I have a really weird problem that drives me crazy.
I have a Ruby server and a Flash client (Action Script 3). This is a multiplayer game.
The problem is that everything works fine, and then suddenly a random player stops receiving data. When the server closes the connection due to inactivity, after about 20-60 seconds, the client receives all buffered data.
The client uses XMLsocket to retrieve data, so the way the client receives data is not a problem.
socket.addEventListener(Event.CONNECT, connectHandler); function connectHandler(event) { sendData(sess); } function sendData(dat) { trace("SEND: " + dat); addDebugData("SEND: " + dat) if (socket.connected) { socket.send(dat); } else { addDebugData("SOCKET NOT CONNECTED") } } socket.addEventListener(DataEvent.DATA, dataHandler); function dataHandler(e:DataEvent) { var data:String = e.data; workData(data); }
The server resets data after each record, so this is not a flushing problem:
sock.write(data + DATAEOF) sock.flush()
DATAEOF is null char, so the client parses the string.
When the server accepts a new socket, it sets sync to true, autoflush and TCP_NODELAY to true:
newsock = serverSocket.accept newsock.sync = true newsock.setsockopt(Socket::IPPROTO_TCP, Socket::TCP_NODELAY, true)
This is my research:
Information: every day I wrote netstat data to a file.
- When the client stops receiving data, netstat indicates that the socket status remains
ESTABLISHED . - After a few seconds, the send queue grows according to the data sent.
- tcpflow shows that packets are sent 2 times.
- When the server closes the socket, the state of the socket changes to
FIN_WAIT1 , as expected. Then tcpflow shows that all buffered data is sent to the client, but the client does not receive the data. after a few seconds, the connection disappears from netstat and tcpflow shows that the same data is sent again, but this time the client receives the data, so it starts sending data to the server, and the server receives it. But it's too late ... the server closed the connection.
I don’t think this is an OS / network problem because I moved from VPS located in Spain to Amazon EC2 located in Ireland and the problem still remains.
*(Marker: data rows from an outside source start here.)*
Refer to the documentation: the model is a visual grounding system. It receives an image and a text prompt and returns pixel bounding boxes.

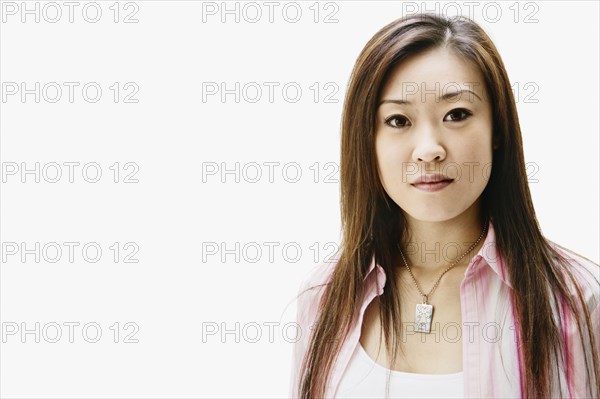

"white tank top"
[336,342,464,398]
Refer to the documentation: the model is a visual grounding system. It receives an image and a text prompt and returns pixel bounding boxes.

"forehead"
[381,47,485,99]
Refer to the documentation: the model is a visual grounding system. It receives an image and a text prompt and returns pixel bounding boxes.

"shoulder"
[548,240,600,313]
[297,262,336,327]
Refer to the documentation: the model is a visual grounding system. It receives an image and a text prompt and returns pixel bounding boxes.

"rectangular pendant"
[415,303,433,334]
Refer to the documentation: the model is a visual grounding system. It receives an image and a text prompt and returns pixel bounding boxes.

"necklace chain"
[398,221,488,303]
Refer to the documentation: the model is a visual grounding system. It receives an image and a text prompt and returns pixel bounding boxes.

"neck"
[401,207,485,273]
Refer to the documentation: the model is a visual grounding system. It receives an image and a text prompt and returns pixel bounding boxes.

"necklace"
[398,221,488,334]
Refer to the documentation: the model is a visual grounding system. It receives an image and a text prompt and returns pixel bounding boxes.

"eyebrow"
[379,89,483,106]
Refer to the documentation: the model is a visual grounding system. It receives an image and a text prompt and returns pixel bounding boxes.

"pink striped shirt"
[289,222,600,398]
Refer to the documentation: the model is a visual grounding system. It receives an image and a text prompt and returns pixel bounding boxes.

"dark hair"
[298,14,600,398]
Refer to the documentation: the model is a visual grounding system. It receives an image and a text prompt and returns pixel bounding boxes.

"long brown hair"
[298,14,600,398]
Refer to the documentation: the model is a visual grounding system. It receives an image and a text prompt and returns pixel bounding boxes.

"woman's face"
[375,48,492,222]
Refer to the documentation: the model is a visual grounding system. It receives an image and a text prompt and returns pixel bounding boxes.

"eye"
[444,108,473,122]
[385,115,409,128]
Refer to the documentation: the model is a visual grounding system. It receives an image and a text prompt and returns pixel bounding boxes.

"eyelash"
[385,108,473,129]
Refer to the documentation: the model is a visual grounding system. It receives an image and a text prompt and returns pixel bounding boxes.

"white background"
[0,1,599,398]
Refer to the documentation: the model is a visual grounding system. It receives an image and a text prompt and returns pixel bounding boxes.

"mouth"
[411,179,454,192]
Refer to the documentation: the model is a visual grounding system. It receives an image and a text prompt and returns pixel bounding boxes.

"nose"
[413,128,446,162]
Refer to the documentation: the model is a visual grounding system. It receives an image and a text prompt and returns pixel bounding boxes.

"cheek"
[375,138,406,182]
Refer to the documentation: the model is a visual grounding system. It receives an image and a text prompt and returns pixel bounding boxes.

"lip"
[411,174,454,192]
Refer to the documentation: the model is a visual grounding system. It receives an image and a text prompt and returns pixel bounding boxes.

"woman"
[291,14,600,398]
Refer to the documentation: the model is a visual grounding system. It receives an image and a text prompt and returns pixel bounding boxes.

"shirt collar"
[365,221,512,295]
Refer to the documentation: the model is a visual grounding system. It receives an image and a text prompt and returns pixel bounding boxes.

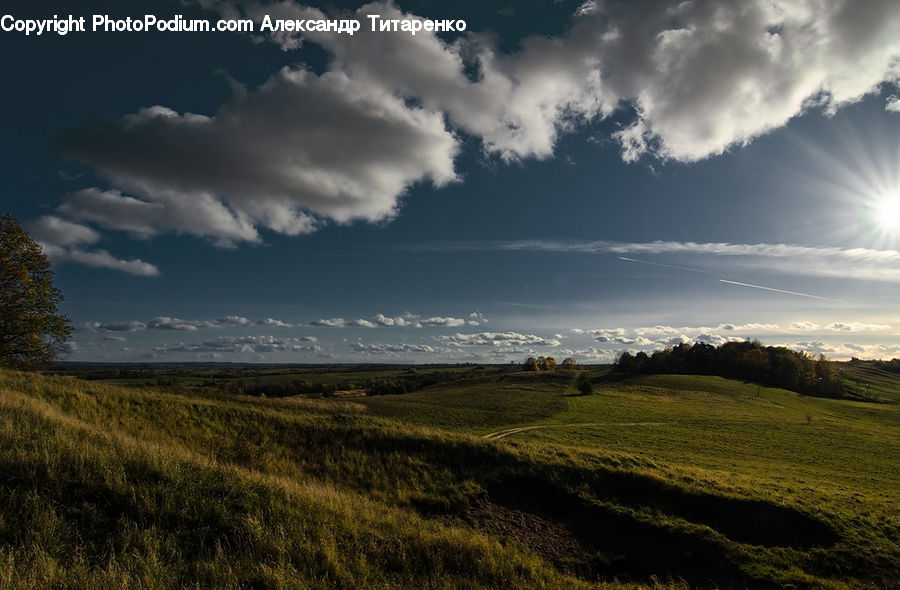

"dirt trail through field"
[481,422,671,440]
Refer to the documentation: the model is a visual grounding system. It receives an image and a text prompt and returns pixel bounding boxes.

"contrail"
[619,256,727,276]
[719,279,844,303]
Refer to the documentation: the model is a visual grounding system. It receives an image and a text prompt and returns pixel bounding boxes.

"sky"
[0,0,900,363]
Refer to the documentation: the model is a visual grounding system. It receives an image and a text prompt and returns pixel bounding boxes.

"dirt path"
[481,422,670,440]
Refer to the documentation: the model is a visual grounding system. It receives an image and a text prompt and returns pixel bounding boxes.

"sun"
[874,194,900,233]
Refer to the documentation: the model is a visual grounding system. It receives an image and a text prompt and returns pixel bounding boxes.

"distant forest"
[613,341,848,397]
[872,359,900,373]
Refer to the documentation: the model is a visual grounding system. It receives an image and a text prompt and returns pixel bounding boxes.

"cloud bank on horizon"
[33,0,900,264]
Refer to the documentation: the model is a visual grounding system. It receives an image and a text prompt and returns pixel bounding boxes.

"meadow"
[0,366,900,589]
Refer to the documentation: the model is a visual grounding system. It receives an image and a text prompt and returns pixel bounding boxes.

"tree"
[0,215,72,370]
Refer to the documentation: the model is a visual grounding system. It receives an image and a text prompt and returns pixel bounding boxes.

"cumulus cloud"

I also don’t think that this is a client network problem, because it happens dozens of times a day, and the average number of online users is about 45-55, with about 400 unique users per day, so the ratio is extremely high.
EDIT: I did more research. I changed the server to C ++.
When the client stops sending data, after a while the server receives the message "Connection reset by peer". At that moment, tcpdump shows me that the client sent the RST packet, this may be due to the client closing the connection and the server trying to read, but ... why did the client close the connection? I think the answer is that the client is not the one who closes the connection, it is the core. Here is some information: http://scie.nti.st/2008/3/14/amazon-s3-and-connection-reset-by-peer
Basically, as I understand it, Linux kernels 2.6.17+ increased the maximum size of the TCP window/buffer, and this started to cause other gear to wig out, if it couldn't handle sufficiently large TCP windows. The gear would reset the connection, and we see this as a "Connection reset by peer" message.
I have completed the following steps, and now it seems that the server closes connections only when the client loses its Internet connection.
I am going to add this as an answer so that people know a little about it.